I specialize in counseling wives of sex addicts, and I often see women who haven’t told anyone about their husband’s addiction, sometimes for months or even years.The lack of support available to spouses, and often inaccurate information being put out about partners of sexual addicts, can cause a wife to suffer additional trauma and feel like she is partially responsible for her husband’s behavior.Your husband had this addiction, or the proclivity toward it, before he ever met you, regardless of what he says.In spite of what you think or even what he might have said, nothing you could do could be enough to sexually satisfy your porn addicted spouse.Women’s brains are more like spaghetti where everything is connected.We are more likely to be worrying about our kids when we are at work and thinking about work when we are at home.

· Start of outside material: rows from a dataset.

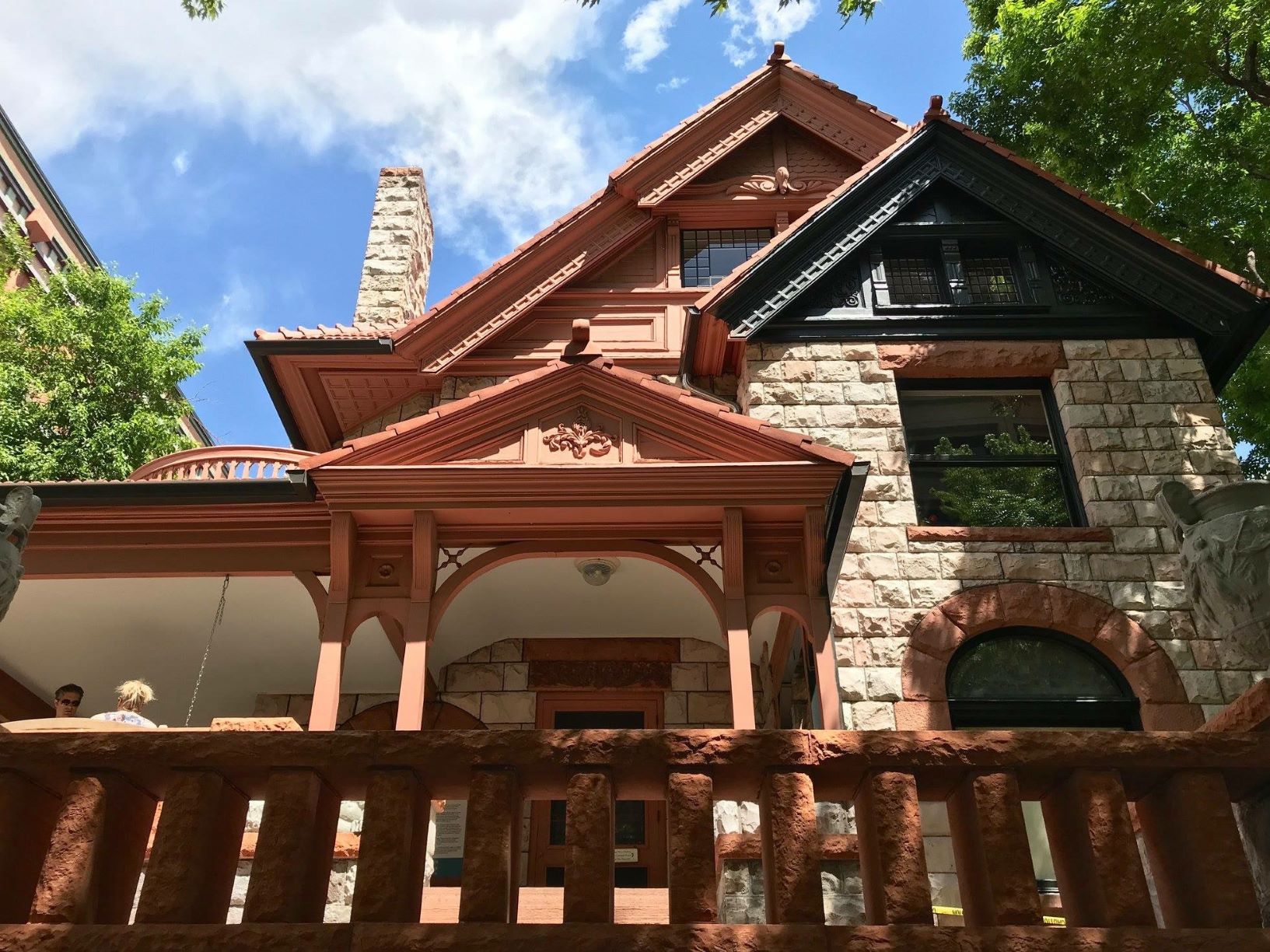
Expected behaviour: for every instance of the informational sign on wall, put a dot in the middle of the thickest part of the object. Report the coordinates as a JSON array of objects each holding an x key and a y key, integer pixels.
[{"x": 451, "y": 824}]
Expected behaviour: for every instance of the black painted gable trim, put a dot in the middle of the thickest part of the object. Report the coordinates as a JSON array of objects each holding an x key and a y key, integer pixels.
[{"x": 1176, "y": 296}]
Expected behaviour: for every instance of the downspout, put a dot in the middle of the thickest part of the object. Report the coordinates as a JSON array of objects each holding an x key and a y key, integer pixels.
[{"x": 685, "y": 379}]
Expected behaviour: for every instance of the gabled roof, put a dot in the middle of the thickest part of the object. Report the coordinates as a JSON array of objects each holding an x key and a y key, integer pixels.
[
  {"x": 587, "y": 413},
  {"x": 1218, "y": 303},
  {"x": 614, "y": 219}
]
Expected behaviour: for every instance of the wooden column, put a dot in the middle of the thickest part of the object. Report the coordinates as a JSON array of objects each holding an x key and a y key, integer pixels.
[
  {"x": 96, "y": 853},
  {"x": 190, "y": 876},
  {"x": 736, "y": 620},
  {"x": 394, "y": 849},
  {"x": 792, "y": 849},
  {"x": 993, "y": 857},
  {"x": 1197, "y": 859},
  {"x": 294, "y": 849},
  {"x": 324, "y": 713},
  {"x": 690, "y": 821},
  {"x": 27, "y": 817},
  {"x": 415, "y": 663},
  {"x": 1095, "y": 852},
  {"x": 892, "y": 853},
  {"x": 492, "y": 851},
  {"x": 588, "y": 857}
]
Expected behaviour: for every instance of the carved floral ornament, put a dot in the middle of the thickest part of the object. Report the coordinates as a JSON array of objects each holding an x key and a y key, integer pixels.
[{"x": 579, "y": 437}]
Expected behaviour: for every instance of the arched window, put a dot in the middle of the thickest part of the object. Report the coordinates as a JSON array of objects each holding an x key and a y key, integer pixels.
[{"x": 1023, "y": 677}]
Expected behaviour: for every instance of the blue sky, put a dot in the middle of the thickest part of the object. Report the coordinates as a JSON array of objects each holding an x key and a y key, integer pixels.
[{"x": 232, "y": 165}]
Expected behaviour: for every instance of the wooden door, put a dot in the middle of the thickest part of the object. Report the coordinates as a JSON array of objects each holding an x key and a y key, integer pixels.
[{"x": 639, "y": 827}]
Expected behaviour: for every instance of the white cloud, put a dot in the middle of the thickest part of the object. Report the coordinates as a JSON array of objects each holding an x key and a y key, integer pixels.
[
  {"x": 232, "y": 320},
  {"x": 756, "y": 24},
  {"x": 644, "y": 38},
  {"x": 471, "y": 92}
]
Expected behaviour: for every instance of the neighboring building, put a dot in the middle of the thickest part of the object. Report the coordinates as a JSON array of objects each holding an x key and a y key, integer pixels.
[
  {"x": 28, "y": 197},
  {"x": 808, "y": 419}
]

As I hear sexual addicts talk about their past, it becomes apparent why they are so uncomfortable with the idea of intimacy.
Instead of “…pick up some soda for me.”, the request should be, “We’re out of soda. When you can finally break through the chains, and find some free time for yourself, be prepared: your controlling boyfriend will interrogate you when you return.
Putting himself in a “father figure” position will install more of a sense of control.
Later I will discuss the kinds of consequences that can catapult an addict into reality.
Norman Doidge, psychiatrist and author of the acclaimed book, , studied porn addicts.